11.3.1 kNN 10-fold CV

There are several packages in R for kNN applications: knn() from the class package and knn3() in the caret package. We will use knn3() in the caret package. Since kNN use distances, we should scale the numerical variables first to make their magnitudes on the same scale.

rm(list = ls())

data <- read.csv("adult_train.csv", header = FALSE)

varNames <- c("Age", 
              "WorkClass",
              "fnlwgt",
              "Education",
              "EducationNum",
              "MaritalStatus",
              "Occupation",
              "Relationship",
              "Race",
              "Sex",
              "CapitalGain",
              "CapitalLoss",
              "HoursPerWeek",
              "NativeCountry",
              "IncomeLevel")

names(data) <- varNames
df <- data

# Dropping single observation
ind <- which(df$NativeCountry==" Holand-Netherlands")
df <- df[-ind, ]

#Scaling the numerical variables
for(i in 1:ncol(df))
   if(is.integer(df[,i])) df[,i] <- scale(df[,i])
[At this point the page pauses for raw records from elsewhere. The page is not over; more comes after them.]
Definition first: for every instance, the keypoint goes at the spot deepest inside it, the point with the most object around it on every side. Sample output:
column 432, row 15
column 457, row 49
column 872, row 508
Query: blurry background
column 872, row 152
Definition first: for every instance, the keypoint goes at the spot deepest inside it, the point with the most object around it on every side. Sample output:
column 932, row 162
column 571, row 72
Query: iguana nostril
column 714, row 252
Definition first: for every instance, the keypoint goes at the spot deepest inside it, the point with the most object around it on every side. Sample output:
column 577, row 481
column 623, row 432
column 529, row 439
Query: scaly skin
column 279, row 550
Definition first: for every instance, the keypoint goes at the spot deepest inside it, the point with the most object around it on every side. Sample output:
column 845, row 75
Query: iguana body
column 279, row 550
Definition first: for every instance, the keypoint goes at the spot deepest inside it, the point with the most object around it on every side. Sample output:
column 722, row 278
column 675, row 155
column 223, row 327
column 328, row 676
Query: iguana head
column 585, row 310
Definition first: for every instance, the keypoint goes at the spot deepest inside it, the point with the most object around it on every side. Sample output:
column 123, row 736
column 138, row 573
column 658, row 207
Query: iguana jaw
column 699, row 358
#Converting the character variables to factor
df[sapply(df, is.character)] <- lapply(df[sapply(df, is.character)],
                                       as.factor)
str(df)
## 'data.frame':    32560 obs. of  15 variables:
##  $ Age          : num [1:32560, 1] 0.0307 0.8371 -0.0427 1.057 -0.7758 ...
##   ..- attr(*, "scaled:center")= num 38.6
##   ..- attr(*, "scaled:scale")= num 13.6
##  $ WorkClass    : Factor w/ 9 levels " ?"," Federal-gov",..: 8 7 5 5 5 5 5 7 5 5 ...
##  $ fnlwgt       : num [1:32560, 1] -1.064 -1.009 0.245 0.426 1.408 ...
##   ..- attr(*, "scaled:center")= num 189783
##   ..- attr(*, "scaled:scale")= num 105548
##  $ Education    : Factor w/ 16 levels " 10th"," 11th",..: 10 10 12 2 10 13 7 12 13 10 ...
##  $ EducationNum : num [1:32560, 1] 1.13 1.13 -0.42 -1.2 1.13 ...
##   ..- attr(*, "scaled:center")= num 10.1
##   ..- attr(*, "scaled:scale")= num 2.57
##  $ MaritalStatus: Factor w/ 7 levels " Divorced"," Married-AF-spouse",..: 5 3 1 3 3 3 4 3 5 3 ...
##  $ Occupation   : Factor w/ 15 levels " ?"," Adm-clerical",..: 2 5 7 7 11 5 9 5 11 5 ...
##  $ Relationship : Factor w/ 6 levels " Husband"," Not-in-family",..: 2 1 2 1 6 6 2 1 2 1 ...
##  $ Race         : Factor w/ 5 levels " Amer-Indian-Eskimo",..: 5 5 5 3 3 5 3 5 5 5 ...
##  $ Sex          : Factor w/ 2 levels " Female"," Male": 2 2 2 2 1 1 1 2 1 2 ...
##  $ CapitalGain  : num [1:32560, 1] 0.148 -0.146 -0.146 -0.146 -0.146 ...
##   ..- attr(*, "scaled:center")= num 1078
##   ..- attr(*, "scaled:scale")= num 7385
##  $ CapitalLoss  : num [1:32560, 1] -0.217 -0.217 -0.217 -0.217 -0.217 ...
##   ..- attr(*, "scaled:center")= num 87.2
##   ..- attr(*, "scaled:scale")= num 403
##  $ HoursPerWeek : num [1:32560, 1] -0.0354 -2.2221 -0.0354 -0.0354 -0.0354 ...
##   ..- attr(*, "scaled:center")= num 40.4
##   ..- attr(*, "scaled:scale")= num 12.3
##  $ NativeCountry: Factor w/ 41 levels " ?"," Cambodia",..: 39 39 39 39 6 39 23 39 39 39 ...
##  $ IncomeLevel  : Factor w/ 2 levels " <=50K"," >50K": 1 1 1 1 1 1 1 2 2 2 ...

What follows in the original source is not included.